I thought ten thousand swords must have leaped from their scabbards to avenge even a look that threatened her [Marie Antoinette, the French Queen] with insult. But the age of chivalry is gone. That of sophisters, economists, and calculators, has succeeded; and the glory of Europe is extinguished for ever. Never, never more shall we behold the generous loyalty to rank and sex, that proud submission, that dignified obedience, that subordination of the heart, which kept alive, even in servitude itself, the spirit of an exalted freedom.
The months and years following the French Revolution in 1789 saw an intense political debate in England. Much of the controversy fell along predictably self-interested party lines—those who supported the traditional hierarchies of the English aristocracy claimed their traditional "right" to power and authority; those from the disenfranchised "lower orders" pointed to the structural inequities in the traditional hierarchy that undermined their "right" to better their own lot (let alone influence the government of their own country). Within the din of self-interested political rhetoric, however, several voices stand out as examples of thoughtful cultural and political analysis. Among these are Mary Wollstonecraft, William Godwin, Thomas Paine, and later Wordsworth, Shelley, and a whole host of romantic-era writers and thinkers. In a way, though, it is possible to see much of the political analysis as a reaction to the claims of Edmund Burke in his Reflections on the Revolution in France (1790).

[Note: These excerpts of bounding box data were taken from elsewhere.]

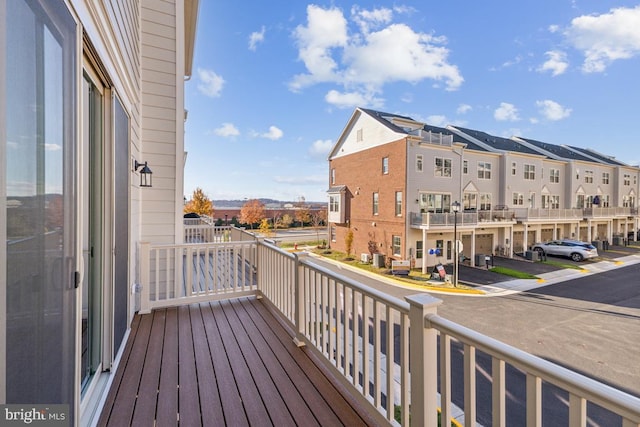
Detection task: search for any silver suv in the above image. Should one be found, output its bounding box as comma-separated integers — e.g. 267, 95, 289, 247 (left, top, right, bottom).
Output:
533, 239, 598, 262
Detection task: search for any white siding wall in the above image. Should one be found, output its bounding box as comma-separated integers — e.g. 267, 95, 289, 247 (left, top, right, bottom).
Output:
332, 113, 406, 158
139, 0, 184, 243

Perhaps the most famous line in the Reflections is Burke's claim that the French Revolution is evidence of an irreversible sea-change in modern cultural history: "The age of chivalry is gone." What exactly is this "age of chivalry"? Well, for Burke the phrase stands as a sort of short-hand for a social order founded on mutual respect and obedience to one's duty as defined by gender and social rank. The example he elaborates here is one of the noble courtier who, setting his own safety at naught, would stake all in the courageous defense of his queen. For Burke, this is not a self-interested figure who defends the queen (and, by extension, the state) because he expects some personal reward or because he is a salaried member of the court or the military. Instead, "chivalry" refers to a figure whose very identity is defined by this sense of fulfilling a proper place in the social order. That sense of "dignified obedience," to borrow Burke's words, leads rather paradoxically to "the spirit of an exalted freedom" which emerges "even in servitude itself." The crucial point here is that the courtier who exhibits some act of genuine chivalry is not motivated by some individual profit motive (whatever the rewards might be), but rather by a "generous loyalty" that finds meaning and satisfaction in fulfilling his role in the larger social order.
Burke is remarkable for his insight into the roots of the revolution in Europe. Most writers saw the conflict as one between older aristocratic norms and the "levellers" or republicans who sought (sometimes using violence) to expand the franchise of those persons who were, on the present system, excluded from any genuine political significance. But Burke identifies these renegades not as "levellers" or "republicans" or even as the discontented and disenfranchised "lower orders"; instead, he calls them "sophisters, economists, and calculators"—in other words people who consider their actions in the world in fundamentally selfish economic terms. Such a person, in Burke's view, would not jump to the queen's (or the state's) defense simply out of "generous loyalty"—no, these "economists" and "calculators" would spring to the queen's defense only if there was reason to believe such a daring act would be personally profitable.
In this assessment, Burke was prescient. In the American revolution, the French revolution, and eventually the British unrest that led eventually to the Reform Bill in 1832, what was really at stake was not so much a battle between the "haves" and the "have nots." Instead, it was a realignment of individuals' psychological and cultural relationship to the monarch in particular and the state in general. In Burke's view an older chivalric code of selfless devotion to the monarchy was giving way to a modern economic consciousness in which actions are motivated by self interest. The very fact that my students today tend to see paradox (or even self-contradiction) in Burke's claim that "freedom" is to be found in "dignified obedience" demonstrates just how thoroughly the ideology of the "economists and calculators" has won the ideological conflict. Burke is right—"The age of chivalry is gone." Whether that death ought to be mourned or celebrated is still an open question.
For useful comparison texts, readers may want to look at the excerpts from Charlotte Smith's Emigrants (which notices the causes of civil unrest in the 1790s) and from Wordsworth's Michael (wherein the title character represents an irretrievably lost agrarian life that is in some ways analogous to Burke's chivalry).
3 comments:
The Age of Chivalry is dead or the Age of Entitlement? It seems he lamented the latter. What I got was that he missed th point of the Revolution entirely.
See you in class.
--Emily Smith
For an historical account of chivalry see: Chivalry by Maurice Keen, published by YaleUP in 1990.